The system has also been designed to allow for growth at ATM. If the areas of interest to the business were expanded, few changes would be required as follows:
New seed URLs for the CRAWLER
Re-training of the CLASSIFIER with web pages from the new domain Additional XML rules to manage the new areas of interest
Potential changes to the Fitness Test, depending on the extent of dissimilarities between the different domains.
6.2.3 I
MPLICATIONS/I
MPACT ON THEW
IDERI
NDUSTRYOrganisations are cautious when adopting new systems. This can be attributed to the significant change required by some off-the-shelf and most bespoke systems in the organisations‟ infrastructure and existing technologies. Considerable efforts have been made in this research to integrate the system developed with existing systems and work practices at ATM, without disrupting any of the processes already in place.

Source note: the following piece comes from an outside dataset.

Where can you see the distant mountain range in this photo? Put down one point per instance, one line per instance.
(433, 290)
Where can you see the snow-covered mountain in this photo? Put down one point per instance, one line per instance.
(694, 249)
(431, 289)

This would also be the case for any other organisation; in fact the only part of the system that would need to be amended, for it to integrate with existing systems and work practices in other organisations, would be the server details where the database is stored, so the system can connect to it.
The wider industry would benefit from the implementation of the system in this research in ways similar to those of the industrial sponsor. Other training brokerages could use this system immediately without any changes required. Other organisations, which are interested in extracting information from the Web, whatever this information may be, would be able to use the system after few changes, as listed in section 6.2.2.

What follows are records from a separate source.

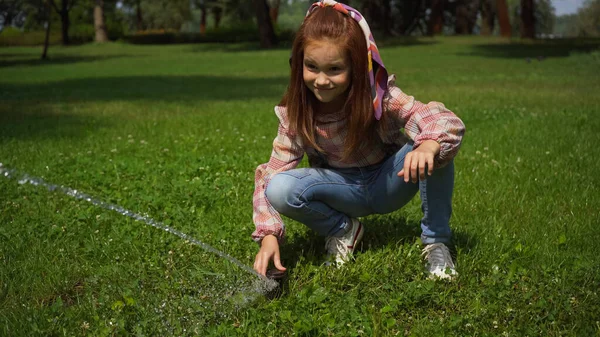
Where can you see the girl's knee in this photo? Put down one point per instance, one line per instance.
(280, 192)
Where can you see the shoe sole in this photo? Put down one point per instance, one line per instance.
(358, 236)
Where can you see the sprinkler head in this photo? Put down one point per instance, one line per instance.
(279, 277)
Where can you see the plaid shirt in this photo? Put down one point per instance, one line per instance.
(420, 122)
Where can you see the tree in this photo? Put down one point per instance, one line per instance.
(166, 14)
(488, 16)
(274, 10)
(503, 18)
(435, 25)
(589, 19)
(99, 26)
(48, 25)
(11, 13)
(527, 19)
(466, 16)
(268, 39)
(63, 11)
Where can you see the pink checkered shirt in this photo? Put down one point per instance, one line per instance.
(420, 122)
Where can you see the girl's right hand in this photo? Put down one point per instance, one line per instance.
(269, 249)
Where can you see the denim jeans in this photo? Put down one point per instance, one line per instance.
(325, 198)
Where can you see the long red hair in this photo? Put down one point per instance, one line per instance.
(328, 23)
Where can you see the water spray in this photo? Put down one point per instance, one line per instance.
(268, 286)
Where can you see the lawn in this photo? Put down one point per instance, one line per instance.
(175, 133)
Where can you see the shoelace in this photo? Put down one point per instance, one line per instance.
(335, 246)
(438, 255)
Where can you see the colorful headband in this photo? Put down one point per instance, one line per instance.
(377, 74)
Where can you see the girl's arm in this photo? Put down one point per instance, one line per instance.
(287, 154)
(421, 122)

An advantage of the system in this research is that it is created from three separate components: CRAWLER, CLASSIFIER and EXTRACTOR, which can be treated as stand- alone applications if necessary, and as such could be helpful to an even larger number of organisations. For example, the CRAWLER can be used by anyone as long as the system is seeded with a few initial web pages from the domain of interest; similarly, the CLASSIFIER can be used by any industry as long as it is trained with a set of positive and negative examples from the domain of interest; the GP part of the system can be used for a variety of domains. Xhemali et al. (2010-a; 2010-c) proved that this is possible even for domains that are radically different from that of REs, such as Software Statements and Structures.
An initial market research study conducted by ATM, with assistance from Atos Origin Ltd., has indicated that there is great demand for systems like the one developed in this research. This is because, people and organisations will always require information, thus there will always be need for tools to assist them to efficiently and effectively locate relevant sources of knowledge. The ability to take this further, and extract specific pieces of information into a database, makes this project even more appealing to the wider industry.